He returned to comics after the war but was dissatisfied by having to write “superbeings with very little connection to real humanity”. Lee was about to quit when his publisher asked him to emulate the success of DC’s Justice League and create a team of superheroes.
With nothing to lose, Lee made his comics “the opposite of everyone else’s”.
He embraced realism, seeking an older audience with complex plots, naturalistic dialogue and flawed characters. The resulting team, the Fantastic Four, comprised unlikely heroes: a teenager, Johnny Storm (Human Torch); his sister Susan, in a medium where “almost nobody had siblings” (Invisible Woman); a cocky, thin scientist, Reed Richards (Mister Fantastic); and the rock-skinned Thing, Ben Grimm.
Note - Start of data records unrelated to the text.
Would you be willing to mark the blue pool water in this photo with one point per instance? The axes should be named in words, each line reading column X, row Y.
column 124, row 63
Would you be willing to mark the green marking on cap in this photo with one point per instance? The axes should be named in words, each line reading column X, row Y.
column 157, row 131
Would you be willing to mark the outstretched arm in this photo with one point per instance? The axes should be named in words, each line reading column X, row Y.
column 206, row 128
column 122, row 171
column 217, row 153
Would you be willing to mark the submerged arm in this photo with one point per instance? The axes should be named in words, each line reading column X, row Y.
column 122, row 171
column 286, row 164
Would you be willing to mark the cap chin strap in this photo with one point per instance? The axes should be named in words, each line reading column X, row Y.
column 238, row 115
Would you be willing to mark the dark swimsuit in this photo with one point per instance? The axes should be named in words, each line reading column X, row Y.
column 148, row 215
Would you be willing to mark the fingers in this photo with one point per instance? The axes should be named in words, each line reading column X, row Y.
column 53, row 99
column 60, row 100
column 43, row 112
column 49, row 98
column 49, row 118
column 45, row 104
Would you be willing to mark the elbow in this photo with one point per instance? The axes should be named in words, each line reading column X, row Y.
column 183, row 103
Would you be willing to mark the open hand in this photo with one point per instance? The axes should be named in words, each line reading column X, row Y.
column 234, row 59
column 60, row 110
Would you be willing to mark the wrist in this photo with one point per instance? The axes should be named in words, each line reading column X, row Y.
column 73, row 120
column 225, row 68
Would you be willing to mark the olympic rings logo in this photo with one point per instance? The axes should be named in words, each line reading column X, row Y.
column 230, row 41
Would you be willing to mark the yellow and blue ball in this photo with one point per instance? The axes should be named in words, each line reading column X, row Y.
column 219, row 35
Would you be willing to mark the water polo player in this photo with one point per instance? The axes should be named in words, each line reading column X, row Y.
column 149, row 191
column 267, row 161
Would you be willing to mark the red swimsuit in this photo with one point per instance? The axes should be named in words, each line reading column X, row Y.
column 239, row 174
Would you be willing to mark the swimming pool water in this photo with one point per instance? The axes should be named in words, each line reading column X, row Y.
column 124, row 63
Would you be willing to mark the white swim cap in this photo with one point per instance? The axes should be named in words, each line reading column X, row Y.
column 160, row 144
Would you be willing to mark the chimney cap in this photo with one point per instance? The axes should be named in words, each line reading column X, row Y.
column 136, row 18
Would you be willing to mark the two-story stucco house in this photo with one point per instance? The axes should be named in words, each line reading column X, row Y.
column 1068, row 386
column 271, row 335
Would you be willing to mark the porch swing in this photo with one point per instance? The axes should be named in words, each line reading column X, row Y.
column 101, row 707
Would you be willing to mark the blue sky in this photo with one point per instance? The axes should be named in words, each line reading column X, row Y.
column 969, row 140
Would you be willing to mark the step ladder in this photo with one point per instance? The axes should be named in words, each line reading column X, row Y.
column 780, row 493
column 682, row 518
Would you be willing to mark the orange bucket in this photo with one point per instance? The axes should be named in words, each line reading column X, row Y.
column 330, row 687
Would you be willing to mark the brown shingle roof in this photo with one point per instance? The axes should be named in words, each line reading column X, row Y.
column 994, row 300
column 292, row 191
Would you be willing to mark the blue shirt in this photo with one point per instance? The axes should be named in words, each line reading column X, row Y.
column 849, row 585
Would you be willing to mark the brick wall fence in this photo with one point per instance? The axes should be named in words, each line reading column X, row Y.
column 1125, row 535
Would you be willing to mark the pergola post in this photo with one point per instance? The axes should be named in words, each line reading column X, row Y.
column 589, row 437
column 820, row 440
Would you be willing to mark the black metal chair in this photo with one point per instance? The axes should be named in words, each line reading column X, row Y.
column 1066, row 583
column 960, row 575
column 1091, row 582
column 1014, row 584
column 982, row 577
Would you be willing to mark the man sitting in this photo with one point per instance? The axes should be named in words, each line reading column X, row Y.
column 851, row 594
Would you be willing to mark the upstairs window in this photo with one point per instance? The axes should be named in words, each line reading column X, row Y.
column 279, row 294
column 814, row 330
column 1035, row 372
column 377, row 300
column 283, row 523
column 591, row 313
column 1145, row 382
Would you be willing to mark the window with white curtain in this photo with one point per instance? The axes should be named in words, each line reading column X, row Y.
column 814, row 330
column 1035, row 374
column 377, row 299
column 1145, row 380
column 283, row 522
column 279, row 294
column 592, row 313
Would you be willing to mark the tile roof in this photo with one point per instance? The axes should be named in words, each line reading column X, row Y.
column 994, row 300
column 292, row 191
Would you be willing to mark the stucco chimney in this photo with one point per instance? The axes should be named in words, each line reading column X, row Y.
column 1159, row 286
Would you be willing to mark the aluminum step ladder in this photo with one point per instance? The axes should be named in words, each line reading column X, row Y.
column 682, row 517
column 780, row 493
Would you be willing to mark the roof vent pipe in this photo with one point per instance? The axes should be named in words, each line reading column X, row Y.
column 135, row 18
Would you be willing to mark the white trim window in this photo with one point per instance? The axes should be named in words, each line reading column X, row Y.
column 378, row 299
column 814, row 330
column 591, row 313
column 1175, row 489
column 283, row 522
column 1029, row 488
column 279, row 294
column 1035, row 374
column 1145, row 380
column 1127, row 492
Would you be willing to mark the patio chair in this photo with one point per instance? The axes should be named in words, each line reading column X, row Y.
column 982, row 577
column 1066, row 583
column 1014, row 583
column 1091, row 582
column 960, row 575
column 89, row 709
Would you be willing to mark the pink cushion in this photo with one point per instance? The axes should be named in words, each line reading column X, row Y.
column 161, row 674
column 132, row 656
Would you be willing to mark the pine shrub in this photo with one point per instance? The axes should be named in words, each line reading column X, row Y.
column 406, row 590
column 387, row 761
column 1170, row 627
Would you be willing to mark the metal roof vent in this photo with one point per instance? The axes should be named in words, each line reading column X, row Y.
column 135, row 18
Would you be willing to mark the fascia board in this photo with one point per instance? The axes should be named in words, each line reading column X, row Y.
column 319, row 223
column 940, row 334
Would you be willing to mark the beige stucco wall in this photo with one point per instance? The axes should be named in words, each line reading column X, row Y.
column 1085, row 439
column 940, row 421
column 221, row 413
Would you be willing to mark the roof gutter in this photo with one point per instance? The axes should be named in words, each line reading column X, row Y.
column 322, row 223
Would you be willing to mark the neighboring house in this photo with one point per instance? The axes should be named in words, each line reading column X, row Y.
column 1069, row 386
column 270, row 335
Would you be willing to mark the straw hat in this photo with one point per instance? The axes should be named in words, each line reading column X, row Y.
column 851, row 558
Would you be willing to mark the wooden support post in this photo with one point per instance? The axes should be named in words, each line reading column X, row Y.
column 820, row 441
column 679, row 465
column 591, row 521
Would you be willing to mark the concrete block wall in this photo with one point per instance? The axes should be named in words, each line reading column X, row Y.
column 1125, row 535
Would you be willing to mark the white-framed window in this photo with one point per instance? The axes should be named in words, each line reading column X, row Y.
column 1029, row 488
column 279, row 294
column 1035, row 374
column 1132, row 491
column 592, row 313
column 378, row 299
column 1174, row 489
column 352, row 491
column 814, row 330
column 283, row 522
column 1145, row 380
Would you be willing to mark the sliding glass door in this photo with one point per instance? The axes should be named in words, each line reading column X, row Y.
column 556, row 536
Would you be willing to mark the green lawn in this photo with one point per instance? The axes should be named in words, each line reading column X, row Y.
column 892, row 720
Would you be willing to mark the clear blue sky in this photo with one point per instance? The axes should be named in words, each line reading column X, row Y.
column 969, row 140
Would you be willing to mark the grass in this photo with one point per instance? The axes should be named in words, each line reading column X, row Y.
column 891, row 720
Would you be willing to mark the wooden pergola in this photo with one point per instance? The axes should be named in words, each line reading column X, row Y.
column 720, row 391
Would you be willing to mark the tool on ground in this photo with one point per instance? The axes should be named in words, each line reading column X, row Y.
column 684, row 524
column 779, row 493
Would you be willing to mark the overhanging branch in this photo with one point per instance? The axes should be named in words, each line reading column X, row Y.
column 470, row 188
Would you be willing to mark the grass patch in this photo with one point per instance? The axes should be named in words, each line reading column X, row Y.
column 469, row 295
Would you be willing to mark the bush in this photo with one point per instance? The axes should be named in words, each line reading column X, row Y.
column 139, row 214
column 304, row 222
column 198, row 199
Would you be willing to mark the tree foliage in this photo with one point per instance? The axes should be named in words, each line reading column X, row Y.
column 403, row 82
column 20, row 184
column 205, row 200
Lee continued to disrupt comics by making a Quasimodo/Jekyll-like monster a protagonist in the Hulk, and a villain’s power his intellect in Doctor Doom. Further, Lee rejected the gym-ripped superhero in Spider-Man: an orphaned “loser in the romance department” who suffered “allergy attacks while fighting villains”. Amazing Fantastic Incredible takes us into the creative process behind these and other characters, including the practicalities of how comics are drawn, lettered, inked, and coloured.
The book’s arc is Lee’s rise from poverty to stardom via his creations. It’s satisfying, then, to see him as the superhero of his own comic-book origin story: his inspiration splashed up in pictures that BOOM and KAPOW, his wealth depicted with bug-eyed AH-OOOO-GAHs!
As an autobiography, it’s thin. But as a comic, Amazing Fantastic Incredible is, well, amazing, fantastic, and incredible. The exuberant verve of the illustrations portrays Lee better than lines of text could. Although, if Stan’s really going to be a superhero character, we need six sequels and a TV spin-off. Just for authenticity. Someone call Hollywood.